Bick's
- Product type: Pickle
- Owner: TreeHouse Foods
- Introduced: 1951; 74 years ago
- Previous owners: Kraft Foods Canada
- Website: bicks.ca

= Bick's =

Pickle producing company

Bick's is a Canadian brand of pickles. Originally a producer based in Scarborough, Ontario, it currently exists as a brand whose products are imported and sold in Canada by U.S.-based TreeHouse Foods.

Bick's emerged in 1951 in the Toronto area when local farmers George and Lena Bick and their sons Walter and Thomas began to pickle the cucumbers produced on their Knollview farm. Beginning as a small operation of 60,000 jars, the Bicks produced 12 million jars in 1960. The business was sold in 1966 to Kraft Foods Canada and later became part of International Multifoods.

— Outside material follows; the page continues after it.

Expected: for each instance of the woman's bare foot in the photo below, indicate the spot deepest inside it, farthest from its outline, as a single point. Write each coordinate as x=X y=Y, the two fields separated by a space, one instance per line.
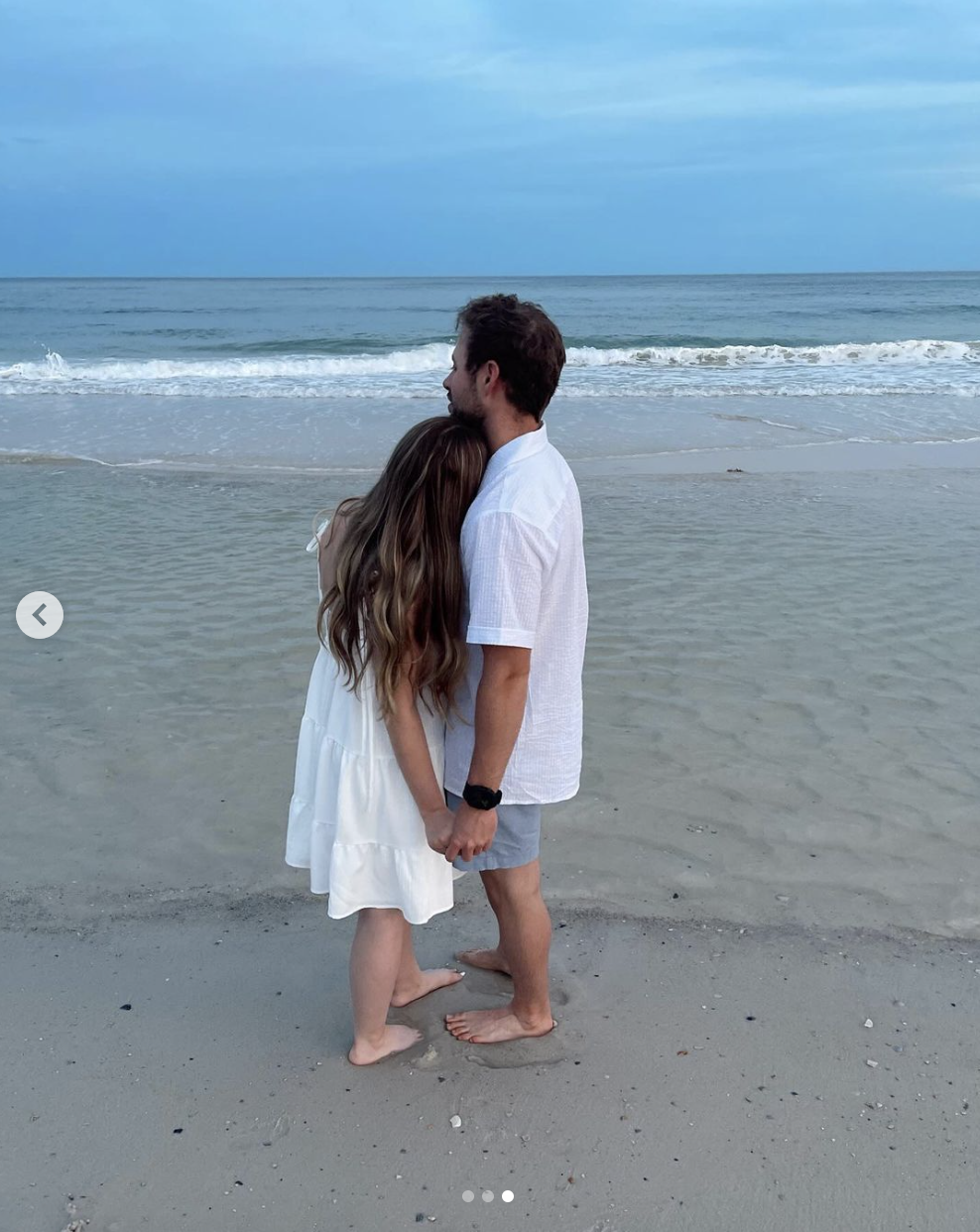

Walter Bick, one of the founders of Bick's Pickle, died on October 17, 2011, at the age of 94. Walter left behind four children, thirteen grandchildren and seven great-grandchildren.

For 50 years, the plant was a large commercial operation in the Scarborough City Centre area. However, the pickling and brining operations moved to Delhi, Ontario, in 1998 and remaining production to Dunnville, Ontario, in 2001.

In 2004, The J.M. Smucker Company acquired Bick's after it merged with International Multifoods. In 2010, Smuckers announced the closure of both Ontario facilities and thus brought an end to Bick's production in Canada. Since 2011, Bick's products are imported from the United States and marketed by the company's Markham, Ontario, based head office.

TreeHouse Foods acquired the brand from Smucker in 2024. The former plant at 333 Progress Avenue is now used by paperboard and recycling firm Atlantic Packaging.